A structured development workflow is employed to manage collaboration among multiple developers. Each contributor should adhere to the following procedure:

  1. Create a fork of the main repository into a personal GitHub account.
  2. Configure Qlty, Codecov, and SonarQube for the forked repository. Note that Codecov does not require a secret token for public repositories.
  3. Utilize Node.js 24 and Python 3.12 development environments.
  4. Follow the Fork, Branch, PR workflow methodology.
  5. Develop within the fork and create a PR from the working branch to the feature/distributed-demo branch. The PR triggers all GitHub Actions, Qlty, SonarQube, and Codecov checks.
  6. Address all issues identified during the automated checks.
  7. Upon successful verification, submit a PR to the feature/distributed-demo branch of the upstream DTaaS repository.
  8. The PR undergoes review and is merged by either project administrators or maintainers.

Each PR should represent a meaningful contribution that satisfies either a well-defined user story or improves code quality.

✨ Coding Agents and Editors

The project makes extensive use of coding agents. The primary usage scenarios include:

👍 Co-development assistance

👍 Code review support

👍 Draft pull requests for prototyping ideas

This project is structured as a monorepo and includes copilot instructions that inform GitHub Copilot about the project structure and software development conventions.

Modern Code IDEs such as VS Code and Cursor provide native integration with coding agents, requiring no additional configuration for LLM-driven development workflows. Contributors should disclose code generated by coding agents, particularly when such code embeds significant programming logic.
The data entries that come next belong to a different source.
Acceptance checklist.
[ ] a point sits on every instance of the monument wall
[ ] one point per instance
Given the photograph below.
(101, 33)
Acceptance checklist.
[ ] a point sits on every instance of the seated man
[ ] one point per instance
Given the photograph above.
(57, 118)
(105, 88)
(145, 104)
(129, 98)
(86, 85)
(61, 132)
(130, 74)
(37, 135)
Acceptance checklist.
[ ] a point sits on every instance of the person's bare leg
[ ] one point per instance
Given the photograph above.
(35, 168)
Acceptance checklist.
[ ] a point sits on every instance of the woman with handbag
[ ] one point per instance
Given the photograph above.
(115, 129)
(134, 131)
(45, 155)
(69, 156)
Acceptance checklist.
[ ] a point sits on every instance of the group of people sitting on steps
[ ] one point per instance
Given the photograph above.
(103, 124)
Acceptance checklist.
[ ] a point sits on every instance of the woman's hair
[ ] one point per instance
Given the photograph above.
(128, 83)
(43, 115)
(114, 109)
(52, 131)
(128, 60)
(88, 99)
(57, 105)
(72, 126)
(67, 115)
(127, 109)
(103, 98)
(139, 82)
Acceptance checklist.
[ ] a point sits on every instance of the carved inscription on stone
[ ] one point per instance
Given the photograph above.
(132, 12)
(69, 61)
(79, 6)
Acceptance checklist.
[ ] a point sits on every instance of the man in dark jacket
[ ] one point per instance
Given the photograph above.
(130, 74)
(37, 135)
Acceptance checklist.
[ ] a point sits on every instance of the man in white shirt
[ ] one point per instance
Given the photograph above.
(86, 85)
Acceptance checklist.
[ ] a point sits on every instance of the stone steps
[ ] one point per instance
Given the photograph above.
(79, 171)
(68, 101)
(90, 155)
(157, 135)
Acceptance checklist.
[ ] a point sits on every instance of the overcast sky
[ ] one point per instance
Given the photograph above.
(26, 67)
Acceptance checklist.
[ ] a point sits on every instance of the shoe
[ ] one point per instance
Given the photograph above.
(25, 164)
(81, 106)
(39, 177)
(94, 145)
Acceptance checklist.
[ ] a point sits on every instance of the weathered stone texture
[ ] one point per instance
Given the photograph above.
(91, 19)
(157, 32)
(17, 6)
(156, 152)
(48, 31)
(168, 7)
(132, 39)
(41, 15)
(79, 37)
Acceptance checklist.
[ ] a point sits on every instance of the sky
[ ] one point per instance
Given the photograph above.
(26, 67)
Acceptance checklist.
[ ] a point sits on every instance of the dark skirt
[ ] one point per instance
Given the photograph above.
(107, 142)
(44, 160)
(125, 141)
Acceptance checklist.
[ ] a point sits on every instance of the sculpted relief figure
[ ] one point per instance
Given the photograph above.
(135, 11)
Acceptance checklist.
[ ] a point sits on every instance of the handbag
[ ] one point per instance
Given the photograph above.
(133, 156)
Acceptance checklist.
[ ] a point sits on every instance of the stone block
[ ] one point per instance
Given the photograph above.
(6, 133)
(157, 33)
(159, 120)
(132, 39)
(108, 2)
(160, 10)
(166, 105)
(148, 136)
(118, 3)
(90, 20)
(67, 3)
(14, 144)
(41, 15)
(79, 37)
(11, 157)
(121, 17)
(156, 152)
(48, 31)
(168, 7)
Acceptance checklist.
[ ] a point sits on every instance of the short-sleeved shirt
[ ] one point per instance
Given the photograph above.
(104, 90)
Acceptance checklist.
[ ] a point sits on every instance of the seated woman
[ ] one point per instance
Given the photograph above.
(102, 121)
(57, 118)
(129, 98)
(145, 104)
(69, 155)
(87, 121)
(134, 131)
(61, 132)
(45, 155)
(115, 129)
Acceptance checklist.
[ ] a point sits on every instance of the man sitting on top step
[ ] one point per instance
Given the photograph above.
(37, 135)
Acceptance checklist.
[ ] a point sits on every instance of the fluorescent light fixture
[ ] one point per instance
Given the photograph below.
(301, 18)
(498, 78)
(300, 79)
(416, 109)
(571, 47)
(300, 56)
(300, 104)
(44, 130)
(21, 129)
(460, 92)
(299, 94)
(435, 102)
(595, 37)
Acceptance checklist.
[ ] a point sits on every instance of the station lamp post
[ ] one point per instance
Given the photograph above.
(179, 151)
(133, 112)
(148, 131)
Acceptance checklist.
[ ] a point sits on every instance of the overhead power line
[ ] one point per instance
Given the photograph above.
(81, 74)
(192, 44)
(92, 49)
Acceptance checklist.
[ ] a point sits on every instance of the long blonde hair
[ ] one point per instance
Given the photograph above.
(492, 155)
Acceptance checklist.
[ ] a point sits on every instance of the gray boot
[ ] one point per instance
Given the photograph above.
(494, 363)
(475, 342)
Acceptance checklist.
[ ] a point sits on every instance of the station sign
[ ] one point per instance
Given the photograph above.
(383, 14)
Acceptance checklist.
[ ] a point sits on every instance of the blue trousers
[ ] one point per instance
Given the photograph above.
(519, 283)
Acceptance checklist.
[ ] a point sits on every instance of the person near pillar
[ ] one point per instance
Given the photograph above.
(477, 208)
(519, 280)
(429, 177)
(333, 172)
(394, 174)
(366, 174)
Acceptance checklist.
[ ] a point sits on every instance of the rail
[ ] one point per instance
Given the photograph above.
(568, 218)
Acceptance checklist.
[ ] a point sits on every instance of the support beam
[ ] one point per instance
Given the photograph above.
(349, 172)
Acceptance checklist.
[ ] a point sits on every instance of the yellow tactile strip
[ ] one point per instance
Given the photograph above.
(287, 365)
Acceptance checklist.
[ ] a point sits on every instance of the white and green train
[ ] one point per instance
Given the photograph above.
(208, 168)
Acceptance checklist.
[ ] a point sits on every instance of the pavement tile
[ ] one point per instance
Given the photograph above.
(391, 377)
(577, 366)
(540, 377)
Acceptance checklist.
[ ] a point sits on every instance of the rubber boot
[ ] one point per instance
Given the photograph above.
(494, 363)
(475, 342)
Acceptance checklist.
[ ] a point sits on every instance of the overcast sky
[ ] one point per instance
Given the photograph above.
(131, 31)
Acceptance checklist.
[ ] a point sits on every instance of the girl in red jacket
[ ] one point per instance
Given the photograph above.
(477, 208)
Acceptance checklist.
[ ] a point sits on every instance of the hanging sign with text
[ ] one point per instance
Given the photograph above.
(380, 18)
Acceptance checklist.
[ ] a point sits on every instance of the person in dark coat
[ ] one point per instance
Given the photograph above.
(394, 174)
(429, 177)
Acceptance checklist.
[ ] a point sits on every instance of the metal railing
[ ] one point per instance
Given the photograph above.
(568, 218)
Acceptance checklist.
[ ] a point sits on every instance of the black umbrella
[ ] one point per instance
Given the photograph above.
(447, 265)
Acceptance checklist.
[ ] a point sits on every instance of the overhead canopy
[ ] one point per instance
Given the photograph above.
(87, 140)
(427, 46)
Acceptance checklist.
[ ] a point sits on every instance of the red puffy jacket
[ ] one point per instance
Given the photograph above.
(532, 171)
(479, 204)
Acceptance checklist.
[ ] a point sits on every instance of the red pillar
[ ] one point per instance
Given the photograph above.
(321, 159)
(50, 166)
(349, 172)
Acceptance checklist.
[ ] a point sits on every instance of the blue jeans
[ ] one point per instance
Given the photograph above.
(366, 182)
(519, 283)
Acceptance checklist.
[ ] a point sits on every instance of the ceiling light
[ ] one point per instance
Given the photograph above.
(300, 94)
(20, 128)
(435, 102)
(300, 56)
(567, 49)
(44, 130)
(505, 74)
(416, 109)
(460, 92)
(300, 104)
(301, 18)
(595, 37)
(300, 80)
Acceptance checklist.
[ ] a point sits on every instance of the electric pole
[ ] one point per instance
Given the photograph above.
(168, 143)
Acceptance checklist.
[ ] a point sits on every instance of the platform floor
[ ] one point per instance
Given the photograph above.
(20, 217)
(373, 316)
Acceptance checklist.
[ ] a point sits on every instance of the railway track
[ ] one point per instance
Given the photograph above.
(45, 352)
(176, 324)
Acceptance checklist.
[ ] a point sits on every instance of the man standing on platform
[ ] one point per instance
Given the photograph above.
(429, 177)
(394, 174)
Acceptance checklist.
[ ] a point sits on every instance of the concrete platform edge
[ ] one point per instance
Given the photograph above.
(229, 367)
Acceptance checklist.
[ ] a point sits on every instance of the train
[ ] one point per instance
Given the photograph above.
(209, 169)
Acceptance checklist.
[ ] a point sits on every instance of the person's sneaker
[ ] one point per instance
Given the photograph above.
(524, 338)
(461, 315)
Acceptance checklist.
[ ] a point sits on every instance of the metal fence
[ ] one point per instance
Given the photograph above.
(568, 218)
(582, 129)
The following practices are strictly prohibited:

👎 Contributing unknown or unreviewed code

👎 Failing to understand the implications of generated code

Summary: Contributors must fully understand their contributions and should not delegate critical thinking to coding agents.

👁 Code Quality

Project code quality is assessed through the following mechanisms:

  • Static Analysis: Linting issues are identified by Qlty. Installation of Qlty CLI is recommended. Execute the command qlty check --no-fail --sample 5 --no-formatters to identify code quality issues. Note that Qlty only analyzes files that differ from the default branch (feature/distributed-demo).
  • Security Scans: Code quality and security issues are identified by SonarQube.
  • Test Coverage: Coverage reports are collected by Codecov.
  • Continuous Integration: All GitHub Actions must complete successfully.

Qlty

Qlty performs static analysis, linting, and style checks to ensure optimal code quality for project contributions.

While newly introduced issues appear directly on the PR page, specific issues can be addressed by visiting the issues or code section of the Qlty dashboard.

Code contributions should not introduce new quality issues. If such issues arise, they should be resolved immediately using the appropriate suggestions from Qlty. In exceptional cases, an ignore flag may be added, though this approach should be employed sparingly.

Codecov

Codecov maintains test coverage metrics for the entire project. For detailed information about testing practices and workflows, refer to the testing documentation.

GitHub Actions

The project defines multiple GitHub Actions. All pull requests and direct commits must achieve successful status on all GitHub Actions.

References

[1] Talasila, Prasad, et al. "Composable digital twins on Digital Twin as a Service platform." Simulation 101.3 (2025): 287-311.